Certains de ces efforts manifestent une volonté de mieux organiser les politiques publiques, par la formalisation d’une stratégie reposant sur des priorités et des instruments explicites et par la clarification des rôles de chacun. Si ces réformes sont parfois très récentes, elles constituent des avancées dont la Cour sera attentive à suivre les effets. Je voudrais citer rapidement deux exemples.
Tout d’abord, la création par regroupement du nouvel opérateur Business France qui a permis un meilleur centrage des actions de l’État en matière d’appui à l’internationalisation de l’économie française, grâce à un partage des rôles avec les chambres de commerce et d’industrie et à la définition d’axes stratégiques prioritaires.
Second exemple, la réforme de l’externalisation du traitement des demandes de visa à l’étranger qui a atteint son objectif de désengorgement des consulats tout en offrant un service de bien meilleure qualité et sans peser sur les finances publiques.
La Cour constate également, dans certains secteurs, des efforts d’amélioration des processus de gestion, destinés à rendre ceux-ci plus rigoureux et plus efficients.
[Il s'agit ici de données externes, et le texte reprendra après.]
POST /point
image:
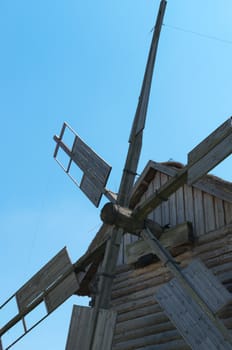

Les exemples sont divers ; ils concernent notamment le sujet sensible des achats de maintenance et du maintien en condition opérationnelle des matériels militaires, ou le recours par Pôle emploi à des opérateurs privés, dont les limites avaient été soulignées par un rapport remis par la Cour au Parlement en 2014.
Vous le voyez, des progrès de nature diverse sont à l’œuvre, et nous les relevons chaque fois que nous les constatons, en soulignant les contraintes fortes auxquelles les administrations ont parfois dû faire face.
C’est ainsi le cas de la politique d’hébergement des personnes sans domicile. La Cour relève que cette politique a enregistré des progrès notables en matière de capacité d’accueil et de conditions de prise en charge des bénéficiaires. Toutefois, les effets de la crise économique dans un contexte international difficile n’ont pas permis une adaptation suffisante à des besoins sans cesse croissants. Le nombre de personnes sans domicile a augmenté de façon massive : 44 % en dix ans.
Au-delà de ce contexte, le rapport public annuel relève que les initiatives qui sont prises pour améliorer la performance des politiques publiques se heurtent trop souvent à des obstacles d’ordre interne, qui ont parfois dévoyé ou limité les effets des réformes nécessaires. Dans certains cas, ils ont tout à fait empêché les réformes d’advenir.
La Cour et les chambres régionales des comptes s’attachent à les identifier et à mettre en valeur les conditions à réunir pour les dépasser. C’est l’objet de mon troisième et dernier message.
Le premier frein, c’est le défaut d’adaptation des missions et des objectifs prioritaires des administrations publiques.
C’est, par exemple, la principale conclusion du chapitre portant sur le Muséum national d’histoire naturelle, qui n’a pas su faire face à la multiplicité des sites qu’il gère et à la nécessité de choisir un axe stratégique de développement.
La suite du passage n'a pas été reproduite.